A inibição de que ela é objeto na humanidade se liga, por outro lado, a seu caráter,
senão inconsciente, ao menos afastado da consciência clara.
Esta consciência, a individualidade essencialmente refletida de Sade a preparava: Sade
não deixava de seguir um raciocínio paciente, associado ao esforço que ele mantinha
para assimilar a maior parte dos conhecimentos de sua época.
Mas sem a reclusão, a vida desordenada que ele teria levado não lhe teria deixado a
possibilidade de alimentar um interminável desejo, que se proporia à sua reflexão sem
que ele pudesse satisfazê-lo.
Sade revela somente a realização da consciência: ele não pode chegar à plenitude de
clareza.

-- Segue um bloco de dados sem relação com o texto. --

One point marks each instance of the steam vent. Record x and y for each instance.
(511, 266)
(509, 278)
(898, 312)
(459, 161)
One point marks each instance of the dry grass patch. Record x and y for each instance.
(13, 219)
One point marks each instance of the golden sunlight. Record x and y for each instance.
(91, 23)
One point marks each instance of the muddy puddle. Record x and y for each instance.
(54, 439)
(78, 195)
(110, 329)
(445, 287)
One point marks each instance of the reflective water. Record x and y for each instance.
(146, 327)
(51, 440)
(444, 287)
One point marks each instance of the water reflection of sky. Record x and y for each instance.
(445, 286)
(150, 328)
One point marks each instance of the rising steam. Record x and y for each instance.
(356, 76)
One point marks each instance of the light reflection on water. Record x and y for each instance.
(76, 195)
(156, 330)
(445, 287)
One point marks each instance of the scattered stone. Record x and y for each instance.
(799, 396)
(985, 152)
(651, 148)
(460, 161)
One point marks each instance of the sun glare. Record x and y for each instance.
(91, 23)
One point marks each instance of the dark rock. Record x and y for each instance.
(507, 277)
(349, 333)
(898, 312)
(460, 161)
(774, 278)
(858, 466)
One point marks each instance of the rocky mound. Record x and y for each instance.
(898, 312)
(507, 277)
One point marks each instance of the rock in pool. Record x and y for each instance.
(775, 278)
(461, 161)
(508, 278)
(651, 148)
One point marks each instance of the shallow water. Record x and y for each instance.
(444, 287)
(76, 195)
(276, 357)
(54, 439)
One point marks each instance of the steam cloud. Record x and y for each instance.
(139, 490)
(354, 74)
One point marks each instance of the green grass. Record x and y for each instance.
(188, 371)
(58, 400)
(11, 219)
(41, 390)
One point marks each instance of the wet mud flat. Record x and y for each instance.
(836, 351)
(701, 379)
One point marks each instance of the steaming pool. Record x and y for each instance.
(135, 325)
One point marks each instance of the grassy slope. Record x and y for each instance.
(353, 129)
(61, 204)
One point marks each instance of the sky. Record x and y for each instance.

O espírito deve ainda aceder, senão à ausência de desejo, ao menos ao
desespero que deixa ao leitor de Sade o sentimento de uma similitude final entre os
desejos experimentados por Sade e os seus, mas que não têm esta intensidade, que são
normais.
Diz Bataille: É emocionante para nós que uma fabulação mítica se ligue ao que
finalmente desvela o âmago dos mitos. Era preciso uma revolução — no ruído das
portas da Bastilha derrubadas — para nos libertar, ao acaso da desordem, o segredo
de Sade: ao qual a infelicidade permite viver este sonho, cuja obsessão é a alma da
filosofia, a unidade do sujeito e do objeto; é, no caso, a identidade no ultrapassamento
dos limites dos seres, do objeto do desejo e do sujeito que deseja.
Maurice Blanchot disse justamente de Sade que ele tinha "sabido fazer de sua prisão a
imagem da solidão do universo", mas que esta prisão, este mundo não o incomodava
mais, pois tinha "banido e excluído todas as criaturas".